Does DIY Natural Deodorant Actually Save Money?
Natural deodorant brands like Native, Schmidt's, and Necessaire charge $12 to $20 per stick — two to four times what conventional deodorant costs. The DIY version uses the same core ingredients you can buy in bulk: coconut oil, shea butter, baking soda, arrowroot powder, and a few drops of essential oil. But whether making your own actually saves money depends entirely on how much your raw ingredients cost per batch and how many units that batch yields.

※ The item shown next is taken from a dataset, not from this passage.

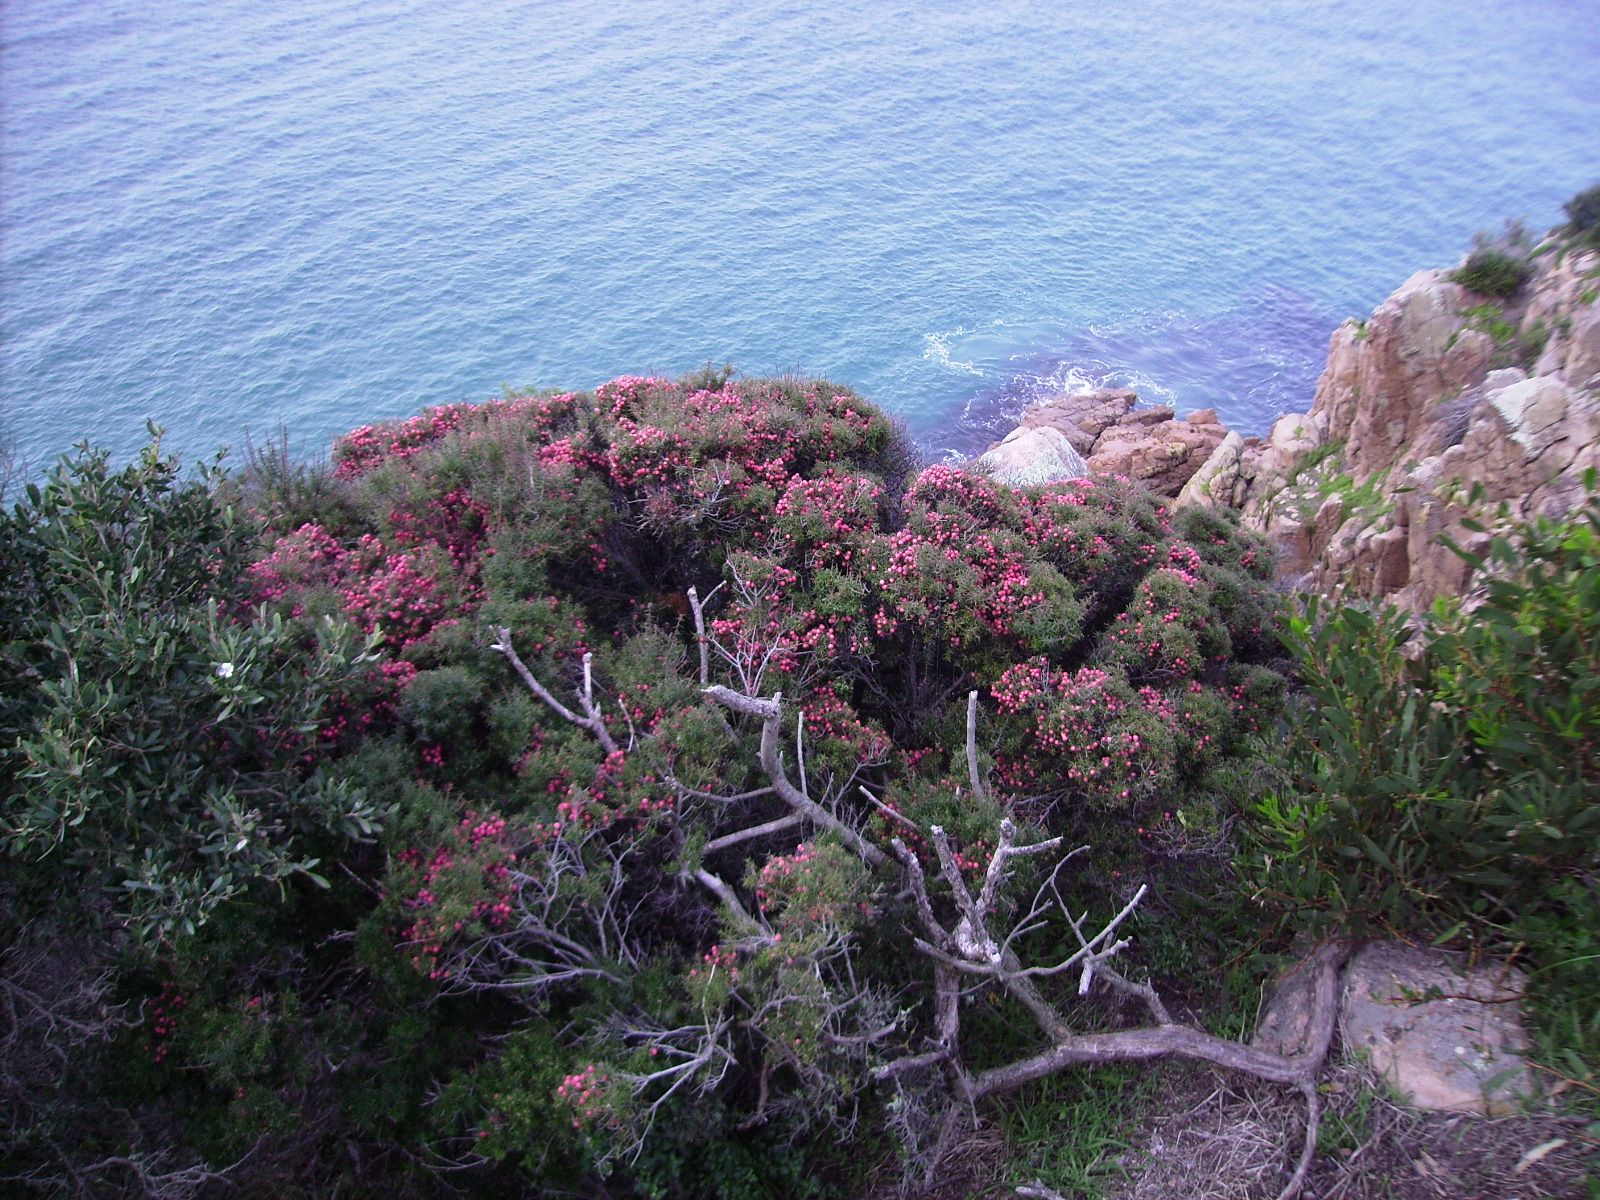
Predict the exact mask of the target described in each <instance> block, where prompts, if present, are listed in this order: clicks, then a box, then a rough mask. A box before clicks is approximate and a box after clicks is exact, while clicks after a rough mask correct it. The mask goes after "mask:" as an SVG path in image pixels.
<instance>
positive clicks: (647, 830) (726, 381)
mask: <svg viewBox="0 0 1600 1200" xmlns="http://www.w3.org/2000/svg"><path fill="white" fill-rule="evenodd" d="M1462 554H1467V552H1466V550H1462ZM0 563H3V570H5V578H6V589H8V603H6V605H3V608H0V670H3V678H5V680H6V682H5V688H3V693H0V787H3V794H5V808H3V818H0V838H3V845H5V854H6V859H5V867H6V869H5V875H3V882H0V922H3V930H5V944H6V950H5V957H3V976H0V987H3V1006H0V1011H3V1018H0V1019H3V1026H0V1038H3V1040H0V1046H3V1053H0V1099H3V1106H0V1120H3V1123H5V1125H3V1136H0V1141H3V1147H5V1149H3V1150H0V1176H3V1178H5V1179H6V1181H8V1186H14V1187H18V1189H24V1190H32V1192H37V1194H43V1195H130V1197H133V1195H157V1197H189V1195H210V1194H224V1192H227V1194H232V1195H262V1197H266V1195H274V1197H278V1195H306V1197H312V1195H318V1197H322V1195H357V1194H373V1192H378V1190H379V1189H382V1190H386V1192H389V1194H394V1195H397V1197H405V1195H418V1197H422V1195H440V1194H459V1195H506V1194H512V1195H544V1194H586V1195H614V1197H632V1195H638V1197H680V1195H685V1197H686V1195H694V1197H730V1198H733V1197H768V1195H795V1197H800V1195H818V1197H822V1195H862V1194H867V1192H870V1190H874V1189H880V1190H885V1192H886V1190H893V1187H896V1186H899V1187H904V1189H906V1190H915V1189H917V1187H922V1186H926V1184H931V1182H934V1181H938V1179H939V1178H941V1174H942V1173H946V1171H949V1170H950V1168H949V1163H950V1162H952V1160H954V1158H955V1157H958V1154H957V1152H958V1150H960V1147H962V1146H963V1144H965V1142H966V1141H968V1139H971V1138H973V1134H974V1130H976V1128H998V1130H1002V1131H1003V1138H1005V1139H1006V1141H1008V1146H1010V1149H1011V1162H1013V1168H1011V1170H1014V1171H1018V1170H1019V1171H1026V1174H1024V1176H1018V1178H1013V1179H1011V1182H1027V1179H1032V1178H1035V1174H1038V1173H1042V1171H1043V1173H1048V1171H1045V1168H1043V1166H1040V1160H1042V1155H1045V1154H1046V1150H1045V1149H1043V1142H1045V1141H1046V1139H1045V1138H1043V1136H1042V1134H1040V1130H1042V1128H1050V1126H1051V1123H1053V1122H1070V1125H1072V1128H1074V1130H1075V1131H1077V1134H1078V1139H1080V1141H1082V1142H1083V1144H1085V1146H1086V1147H1090V1149H1086V1150H1085V1155H1083V1158H1082V1162H1078V1160H1074V1162H1072V1163H1066V1160H1056V1162H1053V1163H1050V1168H1051V1170H1054V1174H1053V1176H1051V1178H1054V1179H1056V1181H1058V1184H1059V1186H1067V1184H1069V1181H1077V1182H1074V1184H1072V1186H1083V1187H1093V1186H1096V1184H1094V1179H1096V1178H1098V1176H1099V1173H1101V1168H1102V1162H1101V1158H1099V1157H1096V1155H1101V1150H1102V1149H1104V1147H1115V1146H1118V1144H1120V1139H1122V1133H1120V1130H1118V1125H1117V1118H1115V1117H1114V1115H1112V1117H1107V1114H1115V1112H1117V1101H1115V1099H1107V1102H1106V1104H1094V1106H1088V1107H1086V1101H1085V1099H1083V1096H1082V1093H1078V1094H1074V1093H1072V1090H1070V1088H1069V1090H1067V1091H1066V1093H1064V1091H1062V1085H1061V1080H1062V1078H1064V1075H1062V1072H1064V1070H1069V1069H1072V1070H1094V1072H1096V1074H1094V1075H1093V1078H1094V1080H1099V1083H1098V1086H1102V1088H1106V1093H1107V1096H1109V1098H1125V1099H1126V1098H1131V1096H1136V1094H1138V1093H1139V1090H1141V1088H1146V1090H1147V1080H1149V1070H1150V1067H1147V1066H1115V1067H1109V1069H1107V1067H1099V1066H1093V1064H1098V1062H1101V1061H1115V1059H1136V1061H1141V1062H1142V1061H1144V1059H1149V1058H1155V1056H1170V1054H1179V1056H1182V1054H1187V1056H1190V1058H1198V1059H1202V1061H1206V1062H1216V1064H1221V1066H1224V1067H1229V1069H1234V1070H1240V1072H1243V1074H1246V1075H1253V1077H1258V1078H1267V1080H1270V1082H1274V1083H1277V1085H1285V1086H1288V1088H1290V1090H1291V1091H1290V1094H1296V1093H1299V1094H1304V1098H1306V1104H1307V1106H1309V1131H1310V1133H1315V1130H1317V1112H1318V1104H1320V1099H1318V1094H1317V1091H1315V1086H1314V1077H1315V1069H1317V1066H1318V1064H1320V1054H1318V1056H1312V1058H1310V1059H1306V1061H1296V1059H1291V1058H1278V1056H1274V1054H1266V1053H1264V1051H1248V1053H1246V1048H1245V1046H1243V1045H1242V1043H1240V1042H1238V1040H1237V1037H1238V1035H1240V1034H1245V1032H1248V1024H1250V1019H1251V1016H1253V1005H1254V1000H1256V995H1258V989H1259V984H1261V981H1262V979H1264V978H1266V976H1267V974H1269V971H1270V968H1272V966H1274V965H1275V963H1277V962H1280V960H1282V957H1283V955H1286V954H1288V952H1290V950H1291V949H1293V947H1294V946H1296V939H1299V938H1306V936H1307V934H1310V936H1314V938H1317V939H1320V946H1322V949H1320V950H1318V952H1317V954H1318V955H1322V958H1320V962H1328V963H1333V962H1334V960H1336V955H1338V954H1339V947H1341V946H1342V939H1344V938H1346V936H1362V934H1365V933H1366V931H1370V930H1386V931H1398V933H1405V934H1410V936H1413V938H1426V939H1435V941H1438V942H1442V944H1454V946H1462V947H1469V949H1472V950H1475V952H1478V954H1483V952H1501V954H1512V955H1515V957H1517V958H1518V960H1520V963H1522V965H1523V966H1525V968H1526V970H1528V971H1530V976H1531V978H1533V979H1534V981H1536V989H1538V997H1539V1000H1541V1005H1542V1008H1541V1010H1539V1011H1541V1014H1542V1018H1541V1029H1542V1030H1544V1032H1542V1037H1544V1042H1542V1046H1541V1053H1542V1058H1544V1064H1546V1069H1547V1070H1549V1072H1554V1074H1557V1075H1558V1077H1560V1078H1563V1080H1566V1086H1568V1090H1570V1093H1573V1094H1576V1096H1579V1098H1581V1096H1589V1094H1594V1090H1595V1086H1597V1082H1595V1078H1597V1077H1595V1069H1597V1062H1595V1056H1594V1045H1595V1040H1597V1037H1600V1019H1597V1018H1594V1013H1595V1011H1597V1006H1600V1005H1597V1000H1600V998H1597V995H1595V986H1594V982H1592V979H1594V971H1590V970H1589V966H1592V960H1594V955H1595V942H1594V934H1592V930H1594V928H1595V917H1597V915H1600V914H1597V912H1595V894H1597V893H1595V888H1597V880H1595V872H1597V861H1595V851H1594V845H1595V824H1597V821H1600V816H1597V813H1600V810H1597V806H1595V803H1594V795H1595V794H1597V784H1600V778H1597V776H1600V728H1597V722H1595V710H1597V706H1595V704H1594V686H1595V680H1597V678H1600V670H1597V669H1600V662H1597V661H1595V654H1597V646H1600V618H1597V613H1600V501H1597V499H1595V493H1594V485H1592V480H1590V498H1589V504H1587V507H1581V509H1579V510H1576V512H1574V514H1573V515H1570V517H1566V518H1563V520H1558V522H1544V523H1534V525H1523V526H1517V528H1509V530H1504V531H1499V533H1498V534H1496V538H1494V539H1493V541H1491V544H1490V549H1488V550H1486V552H1485V554H1480V555H1477V557H1475V558H1474V563H1472V565H1474V566H1477V568H1482V570H1483V573H1485V574H1486V576H1488V578H1490V582H1488V586H1486V587H1488V590H1486V598H1485V602H1483V605H1480V606H1478V608H1477V610H1475V611H1474V613H1472V616H1467V614H1464V611H1462V608H1461V606H1459V605H1454V606H1451V605H1445V606H1442V608H1440V610H1438V611H1435V614H1434V616H1432V618H1429V619H1424V621H1421V622H1403V621H1400V618H1397V616H1394V614H1389V613H1382V611H1362V610H1354V608H1346V610H1338V608H1334V610H1330V608H1325V606H1317V605H1312V606H1309V608H1296V606H1294V605H1291V603H1290V602H1288V600H1286V598H1285V597H1283V595H1282V594H1280V592H1278V590H1277V589H1275V586H1274V579H1272V576H1274V562H1272V555H1270V552H1269V549H1267V547H1266V546H1264V544H1262V542H1261V541H1259V539H1256V538H1253V536H1251V534H1246V533H1245V531H1242V530H1240V528H1238V525H1237V522H1235V520H1234V518H1232V517H1230V515H1229V514H1226V512H1214V510H1206V509H1182V510H1178V512H1174V510H1173V509H1170V507H1168V506H1166V504H1165V502H1162V501H1160V499H1158V498H1155V496H1152V494H1150V493H1147V491H1144V490H1141V488H1138V486H1134V485H1130V483H1125V482H1118V480H1114V478H1094V480H1074V482H1067V483H1054V485H1048V486H1040V488H1027V490H1013V488H1010V486H1005V485H1002V483H997V482H994V480H990V478H986V477H982V475H976V474H971V472H966V470H962V469H957V467H950V466H942V464H941V466H922V464H920V462H918V461H917V454H915V451H914V448H912V446H910V443H909V440H907V438H906V437H904V434H902V432H901V430H899V429H898V427H896V426H894V422H893V421H890V419H888V418H886V416H885V414H883V413H880V411H877V410H875V408H872V406H870V405H869V403H866V402H864V400H861V398H859V397H856V395H854V394H853V392H850V390H848V389H842V387H837V386H832V384H827V382H822V381H811V379H795V378H784V379H739V378H734V376H733V374H731V371H726V370H706V371H702V373H698V374H694V376H690V378H685V379H677V381H667V379H646V378H622V379H616V381H613V382H608V384H605V386H602V387H597V389H595V390H594V392H584V394H573V392H530V394H512V395H507V397H506V398H502V400H498V402H491V403H483V405H450V406H442V408H434V410H427V411H424V413H421V414H419V416H416V418H411V419H406V421H400V422H392V424H379V426H363V427H362V429H357V430H352V432H350V434H347V435H346V437H344V438H341V440H339V442H338V443H336V446H334V450H333V456H331V461H330V462H326V464H322V466H306V464H294V462H291V461H290V458H288V454H286V451H285V450H283V448H282V446H267V448H266V450H264V451H261V453H256V454H253V456H251V462H250V466H248V467H246V469H245V470H243V472H240V474H237V475H234V474H227V472H224V470H221V469H219V467H218V466H216V464H208V466H205V467H202V469H200V470H198V472H195V474H192V475H187V477H186V475H184V474H182V472H181V469H179V466H178V464H176V462H174V461H173V459H171V458H168V456H165V454H163V453H162V450H160V442H158V438H152V443H150V446H149V448H147V450H146V453H144V454H142V456H141V458H139V461H136V462H134V464H130V466H126V467H122V469H115V467H114V466H112V464H110V462H109V459H107V456H106V454H104V453H99V451H94V450H91V448H86V446H85V448H82V450H80V451H78V453H77V454H75V456H74V458H70V459H67V461H64V462H62V464H61V466H59V467H58V469H56V470H54V472H53V474H51V475H50V477H46V478H45V480H43V482H40V483H32V485H27V486H26V490H24V491H22V493H21V494H19V496H16V498H14V504H13V507H11V509H10V510H8V512H6V514H5V515H3V517H0ZM1413 650H1414V651H1418V653H1411V651H1413ZM1082 1064H1091V1066H1088V1067H1083V1066H1082ZM1285 1064H1286V1066H1285ZM1307 1064H1309V1072H1310V1074H1309V1075H1307V1074H1306V1072H1307ZM1274 1072H1277V1074H1274ZM1078 1078H1082V1077H1078ZM1314 1152H1315V1138H1314V1136H1307V1138H1306V1139H1304V1157H1302V1158H1301V1163H1299V1170H1298V1171H1296V1173H1294V1181H1293V1182H1291V1184H1290V1186H1291V1187H1293V1186H1296V1182H1298V1181H1299V1179H1302V1178H1304V1170H1306V1166H1307V1165H1309V1160H1310V1155H1312V1154H1314ZM1293 1157H1294V1155H1291V1162H1290V1166H1294V1162H1293ZM1098 1163H1099V1165H1098ZM1005 1170H1006V1168H1000V1171H998V1174H997V1178H994V1179H984V1181H978V1182H976V1184H974V1190H979V1189H982V1187H990V1186H994V1184H997V1182H1000V1181H1002V1179H1003V1178H1005Z"/></svg>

The short answer: yes, DIY natural deodorant almost always comes out cheaper per unit, often by 60 to 80 percent. The larger savings only materialize if you buy ingredients in reasonable quantities and don't count one-time startup costs against a single batch.
What Goes Into a Standard DIY Batch
- Coconut oil: A 54-oz jar costs $10–$14 and yields roughly 12 batches, so about $0.80–$1.15 per batch.

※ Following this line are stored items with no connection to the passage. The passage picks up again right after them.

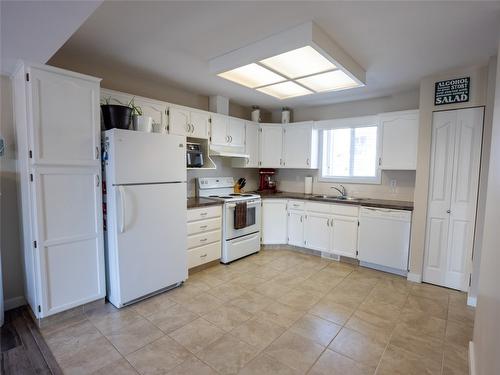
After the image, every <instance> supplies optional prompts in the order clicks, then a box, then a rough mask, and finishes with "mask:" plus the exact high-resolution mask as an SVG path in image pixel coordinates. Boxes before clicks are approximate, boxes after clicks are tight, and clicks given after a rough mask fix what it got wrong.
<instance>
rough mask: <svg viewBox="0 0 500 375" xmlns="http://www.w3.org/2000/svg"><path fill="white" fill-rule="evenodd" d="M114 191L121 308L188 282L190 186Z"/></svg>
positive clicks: (115, 188) (116, 190) (156, 184)
mask: <svg viewBox="0 0 500 375" xmlns="http://www.w3.org/2000/svg"><path fill="white" fill-rule="evenodd" d="M114 189H116V200H117V201H116V207H117V208H118V209H117V210H116V219H115V220H116V223H117V226H118V235H117V245H118V246H117V256H118V265H119V284H120V297H121V298H120V300H121V303H122V304H123V303H127V302H130V301H132V300H134V299H136V298H139V297H142V296H144V295H147V294H149V293H152V292H155V291H157V290H160V289H162V288H165V287H168V286H170V285H172V284H174V283H177V282H180V281H183V280H185V279H186V278H187V252H186V248H187V234H186V231H187V229H186V221H187V210H186V199H185V198H184V199H182V197H185V196H186V184H184V183H179V184H153V185H128V186H115V187H114Z"/></svg>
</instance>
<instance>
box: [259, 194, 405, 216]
mask: <svg viewBox="0 0 500 375" xmlns="http://www.w3.org/2000/svg"><path fill="white" fill-rule="evenodd" d="M257 193H258V194H260V195H261V197H262V199H269V198H271V199H273V198H274V199H279V198H281V199H301V200H310V201H317V202H324V203H338V204H353V205H356V206H364V207H377V208H391V209H393V210H406V211H413V202H408V201H396V200H391V199H371V198H359V199H353V200H341V199H338V200H337V199H324V198H320V197H318V196H317V195H316V194H303V193H290V192H286V191H280V192H277V193H262V192H257Z"/></svg>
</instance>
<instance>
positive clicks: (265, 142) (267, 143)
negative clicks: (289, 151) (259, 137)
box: [260, 124, 283, 168]
mask: <svg viewBox="0 0 500 375" xmlns="http://www.w3.org/2000/svg"><path fill="white" fill-rule="evenodd" d="M260 129H261V133H260V163H261V167H263V168H280V167H281V166H282V162H283V159H282V157H283V156H282V151H283V128H282V127H281V126H280V125H276V124H274V125H261V126H260Z"/></svg>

- Shea butter: A pound ($8–$12) yields 8–10 batches, so roughly $0.80–$1.50 per batch.
- Baking soda: An Arm & Hammer 5-lb box costs about $5 and lasts dozens of batches — roughly $0.05–$0.10 per batch.
- Arrowroot powder or cornstarch: A 1-lb bag ($5–$8) also lasts many batches — $0.15–$0.25 per batch.
- Essential oils: Wide range. A 1 oz bottle of lavender or tea tree oil runs $8–$15 (about 600 drops), so $0.20–$0.60 per batch.
- Containers: Reusable deodorant stick tubes cost $0.50–$1.50 each, or small glass jars $0.75–$2.00 each.
Tips for Reducing Your Per-Unit Cost
- Buy coconut oil in bulk — Sam's Club and Costco stock refined coconut oil at $0.12–$0.16 per oz.
- Reuse containers: washing and refilling old natural deodorant stick tubes eliminates the container cost after the first batch.
- Skip the fragrance entirely for the cheapest formula: unscented DIY with just coconut oil, shea, baking soda, and arrowroot brings per-stick ingredient cost under $0.50 at bulk pricing.